Comerica Plans Group To Broaden Its Menu In Leveraged Finance

Comerica Inc. is not a name typically associated with the high-profile world of leveraged finance, but the banking company's plan to start a "financial sponsor" group may soon change that.

Already a fixture at Wall Street firms and at many large commercial banks, financial sponsor groups are teams of bankers that bring prospective deals to leveraged buyout firms like Kohlberg Kravis Roberts & Co. or Forstmann Little & Co.

By the end of the first quarter, Detroit-based Comerica expects to have its own financial sponsor group, said Michael L. Fidler, managing director for corporate finance.

"With the globalization that's taking place in the automotive sector, as well as consolidation in numerous industries, we see a lot of activity" with leveraged buyout firms, Mr. Fidler said.

Exactly where the new group will be housed in the bank has not yet been decided, but it will be staffed with Comerica bankers, Mr. Fidler said. The move is only the latest by the $36 billion-asset company to keep it competitive in the rapidly changing corporate finance marketplace.

For example, Comerica had long been involved in syndicated loans but did not start a dedicated loan syndication and trading operation until the first quarter of 1994.

"Prior to that, certainly we were a lead bank on transactions with long- standing customers," Mr. Fidler said, "but we really didn't have professionals in place whose responsibility it is to run that business until 1994."

When Comerica formed that corporate finance team, most of its 11 members, including Mr. Fidler, came from the company's U.S. corporate banking arm. The planned financial sponsor group will probably come from within too, Mr. Fidler said.

In February 1996, Comerica formed a partnership with SPP Hambro & Co., an international investment banking firm specializing in private placements. The arrangement let Comerica offer SPP Hambro's distribution network for private placements of all types of debt: investment and noninvestment-grade, mezzanine and subordinated, as well as convertible and preferred stock and even 144a junk bonds.

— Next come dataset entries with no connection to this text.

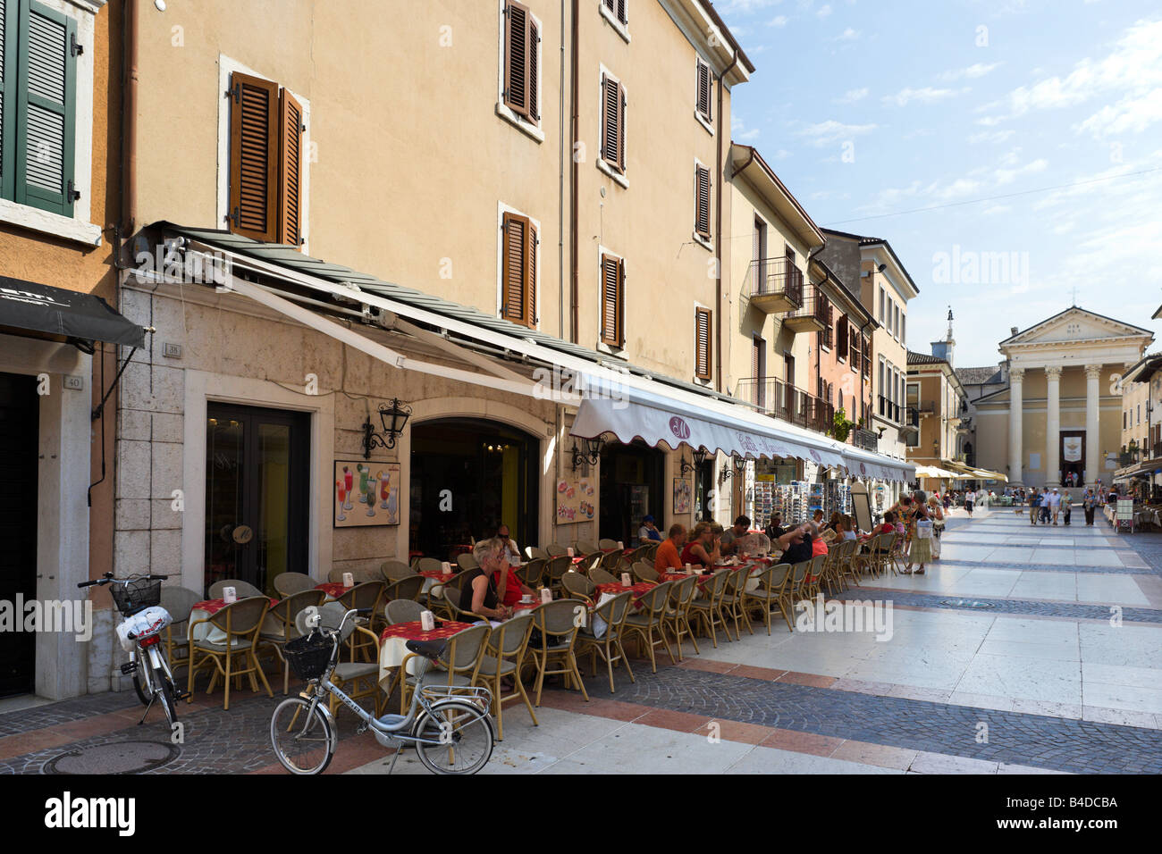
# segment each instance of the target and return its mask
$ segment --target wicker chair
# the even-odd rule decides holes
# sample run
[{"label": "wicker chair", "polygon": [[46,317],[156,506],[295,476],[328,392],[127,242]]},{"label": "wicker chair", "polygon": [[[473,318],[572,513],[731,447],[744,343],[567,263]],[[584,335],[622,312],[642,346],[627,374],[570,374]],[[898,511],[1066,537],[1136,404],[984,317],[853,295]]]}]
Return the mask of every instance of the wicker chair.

A similar partnering arrangement in November 1996 with State Street Bank and Trust's Clipper Group lets Comerica offer asset securitization programs for trade receivables, consumer receivables, and even auto loans and leases.

Lacking a section 20 subsidiary, it cannot underwrite corporate debt or equity or offer its own private placement services.

But by adding its partners' products and services to Comerica's corporate finance menu, the company has created the one-stop-shopping capability that other commercial banks have either built in-house or bought by acquiring investment banks or securities firms.

The arrangement seems to work for Comerica's corporate customers, most of which are privately held, middle-market firms with annual revenues of $25 million to $250 million.

One example is Comerica's relationship with Dearborn, Mich.-based Plastech Engineered Products Inc., an automotive supplier. "To be able to, in effect, deal with one institution really did make the proposal very attractive," said Randall V. Gaj, Plastech's treasurer.

Comerica is a long-standing lender to Plastech.

"In this day and age, it's not very often that you're the only game in town," Mr. Fidler said. "You need to stay sharp, and you need to have full product capability to allow you to have a one-stop shop."